Ya no importa saber qué sucedió en una cabaña de pastores, en la ladera de un monte, en lo más crudo de un mes de diciembre, sino qué cosas se hablaron, se prometieron o acordaron en diciembre de 1994 en el despacho del director de un periódico, o qué conexiones se pueden establecer entre lo dicho, prometido o acordado en aquella reunión y la cadena de interrogatorios y encarcelamientos a que fue dando lugar el juez Garzón a partir de aquel día, con una determinación fría e inflexible no se sabe si de justicia o de revancha personal, o si es posible que de las dos cosas a la vez.

Pero está claro que aquí pisamos el umbral de otra historia que ya no es del todo la del secuestro de Segundo Marey: un día de enero de 1995, Juan de Justo, antiguo secretario de Rafael Vera, llega a casa a comer y su mujer le dice que debe presentarse en la Audiencia Nacional, que han venido dos policías a buscarlo. Sobresaltado, se apresura a ir; en el juzgado número 5, del que Garzón es titular, reconoce con alivio a la secretaria, con la que cree que le une cierta familiaridad. Pero empieza a darse cuenta, a la manera gradual de Josef K., que está convirtiéndose en un desconocido, porque hay síntomas del infortunio que los demás advierten antes que nosotros. Pregunta por qué lo ha citado el juez y la secretaria, en vez de darle una respuesta, le dice que lea El Mundo. Pasan los minutos y el juez tarda mucho en llegar: quien tarda da más miedo. Llega Garzón y Juan de Justo descubre que tampoco él parece conocerlo: el juez, con quien trató mucho mientras los dos estaban en el Ministerio del Interior, lo mira como si no lo hubiera visto nunca, le pide formulariamente que se identifique, que se reconozca, en el extraño lenguaje procesal.
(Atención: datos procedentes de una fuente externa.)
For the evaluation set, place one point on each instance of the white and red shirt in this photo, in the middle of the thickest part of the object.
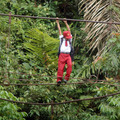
(64, 48)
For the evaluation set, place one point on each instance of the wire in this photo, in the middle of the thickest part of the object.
(76, 100)
(50, 18)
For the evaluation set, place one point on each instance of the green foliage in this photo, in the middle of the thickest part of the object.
(9, 110)
(43, 46)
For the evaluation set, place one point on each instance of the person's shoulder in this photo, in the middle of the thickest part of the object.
(60, 36)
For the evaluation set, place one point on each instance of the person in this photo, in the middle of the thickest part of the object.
(66, 54)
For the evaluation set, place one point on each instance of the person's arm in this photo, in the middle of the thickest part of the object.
(58, 25)
(68, 28)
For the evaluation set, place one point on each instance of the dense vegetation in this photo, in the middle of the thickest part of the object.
(28, 51)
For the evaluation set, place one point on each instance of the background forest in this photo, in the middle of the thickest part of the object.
(28, 53)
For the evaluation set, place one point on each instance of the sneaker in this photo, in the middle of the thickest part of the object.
(65, 81)
(58, 83)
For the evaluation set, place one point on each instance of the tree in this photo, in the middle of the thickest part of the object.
(100, 10)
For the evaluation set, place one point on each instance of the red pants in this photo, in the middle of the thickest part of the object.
(64, 59)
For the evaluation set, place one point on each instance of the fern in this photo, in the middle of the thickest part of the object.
(42, 45)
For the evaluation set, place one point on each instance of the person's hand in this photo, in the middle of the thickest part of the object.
(73, 63)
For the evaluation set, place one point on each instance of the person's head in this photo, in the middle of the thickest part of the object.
(67, 35)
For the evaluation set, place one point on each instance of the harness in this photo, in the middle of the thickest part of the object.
(71, 52)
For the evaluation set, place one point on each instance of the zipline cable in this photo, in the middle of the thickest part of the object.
(51, 18)
(71, 101)
(7, 83)
(53, 77)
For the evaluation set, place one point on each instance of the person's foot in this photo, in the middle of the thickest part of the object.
(65, 81)
(58, 83)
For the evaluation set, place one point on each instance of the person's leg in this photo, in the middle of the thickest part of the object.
(69, 68)
(61, 65)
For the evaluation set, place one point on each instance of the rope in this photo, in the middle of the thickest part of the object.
(76, 100)
(50, 18)
(53, 77)
(6, 83)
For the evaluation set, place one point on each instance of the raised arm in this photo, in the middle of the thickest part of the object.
(68, 28)
(58, 25)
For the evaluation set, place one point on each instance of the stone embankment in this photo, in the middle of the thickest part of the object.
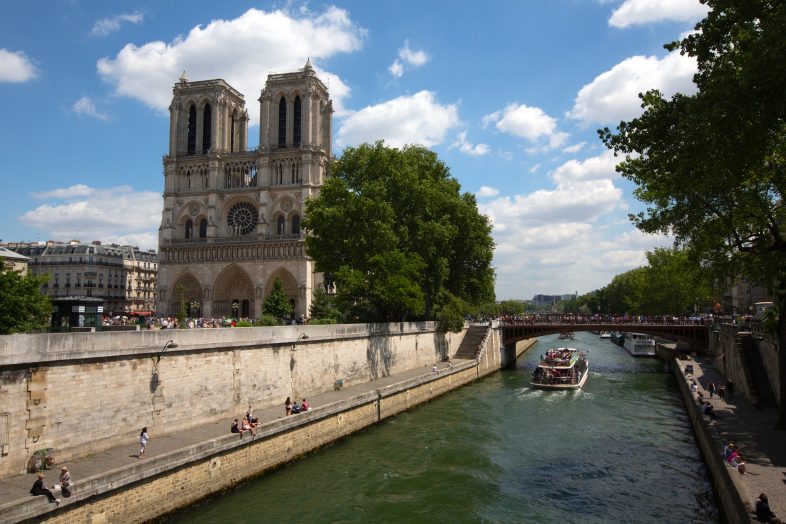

Poco a poco Juan de Justo comprende que está dejando de ser el hombre normal que llegó unas horas antes a comer a su casa como todos los días: ahora es un sospechoso a quien se interroga durante horas y a quien se amenaza con la cárcel. Cualquier pormenor agrava la sensación de la desgracia, el estupor de lo irreparable. Cada pocos minutos sonaba un teléfono móvil y el juez Garzón detenía el interrogatorio para contestar brevemente a las llamadas. Pero también el fiscal entraba e interrumpía, trayéndole a Garzón breves notas manuscritas. El teléfono móvil no estaba encima de la mesa: el juez lo tenía guardado en su cartera, y cada vez que empezaba a sonar se inclinaba y abría la cartera y buscaba el teléfono entre los papeles, y el timbre seguía sonando para suplicio de los nervios ya trastornados de Juan de Justo, y cuando por fin Garzón decía sí o no y desconectaba el teléfono y volvía a guardarlo en el interior de su cartera, en vez de dejarlo encima de la mesa, entraba de nuevo el fiscal y le entregaba una nota diciéndole algo en voz baja, y mirando tal vez de soslayo al hombre que estaba a punto de ir a la cárcel, viendo definitivamente la cara de ese desconocido en el que Juan de Justo está a punto de convertirse, la cara que él mismo sólo verá esa noche cuando se mire por primera vez en el espejo del lavabo de su celda.